Video: Chinese Spy Balloon Hovering in U.S. Airspace Flies Over Montana

A Chinese spy balloon has been captured on video while hovering over Billings, Montana.

A senior U.S. defense official said that authorities were tracking what they believed with "very high confidence" was a high-altitude Chinese surveillance balloon over Montana on Thursday, according to the Associated Press. The official, who spoke on condition of anonymity, reportedly expressed concerns about the altitude of the balloon and length of time that it hovered in the air.

Video shared to YouTube by the Billings Gazette and attributed to Chase Doak showed the balloon lingering high above Billings on Wednesday. Billings-based reporter John Martin shared video to Twitter of the object on the same night, while commenting that it had only "moved a little bit in the past 40 minutes."

Two flights into Billings Logan International Airport were diverted and the FAA ordered 50 miles of airspace to be shut down while the balloon was hovering in the area, according to local ABC affiliate KFBB.

The senior defense official said that the U.S. had "engaged" Chinese officials over the matter and had decided against shooting down the object due to the potential risk to people on the ground.

China government surveillance
A police officer stands guard before the closing session of the Chinese People's Political Consultative Conference at the Great Hall of the People on March 10, 2022, in Beijing. A suspected Chinese spy balloon has been captured on video hovering over Billings, Montana.
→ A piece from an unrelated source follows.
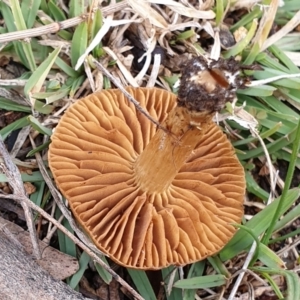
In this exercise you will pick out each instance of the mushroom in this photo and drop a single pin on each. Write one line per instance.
(149, 197)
Kevin Frayer/Getty

"The United States Government has detected and is tracking a high-altitude surveillance balloon that is over the continental United States right now," Pentagon press secretary Brigadier General Pat Ryder said in a statement obtained by Newsweek.

Ryder added that officials were continuing to "track and monitor [the balloon] closely," while noting that "instances of this kind of balloon activity have been observed previously over the past several years."

"The balloon is currently traveling at an altitude well above commercial air traffic and does not present a military or physical threat to people on the ground," he continued. "Once the balloon was detected, the U.S. government acted immediately to protect against the collection of sensitive information."

Montana is home to Malmstrom Air Force Base, one of only a few U.S. sites to house nuclear missile silos. It was unclear whether the balloon flew over the base, which is near the city of Great Falls—around 200 miles northwest of Billings.

The U.S. did have F-22 fighter jets ready to shoot down the balloon if ordered by the White House, according to the senior defense official. President Joe Biden's decision to not shoot down the balloon was heavily criticized by Republicans on social media shortly after the balloon was reported.

A senior Biden administration official told Newsweek that the president had been briefed on the matter and decided against shooting the balloon down, heeding the advice of the nation's top military officials.

"It was the strong recommendation by [Secretary of Defense Lloyd] Austin, Chairman [of the Joint Chiefs of Staff Mark] Milley, the Commander of Northern Command, not to take kinetic action because of risk to safety and security of the people on the ground," the official said. "President Biden took that recommendation."

The incident comes as Republican lawmakers and retired military officials warn that the U.S. may not be ready for a potential future war with China. It also comes days before Secretary of State Antony Blinken is reportedly expected to travel to China, although his trip has not been officially confirmed by the State Department.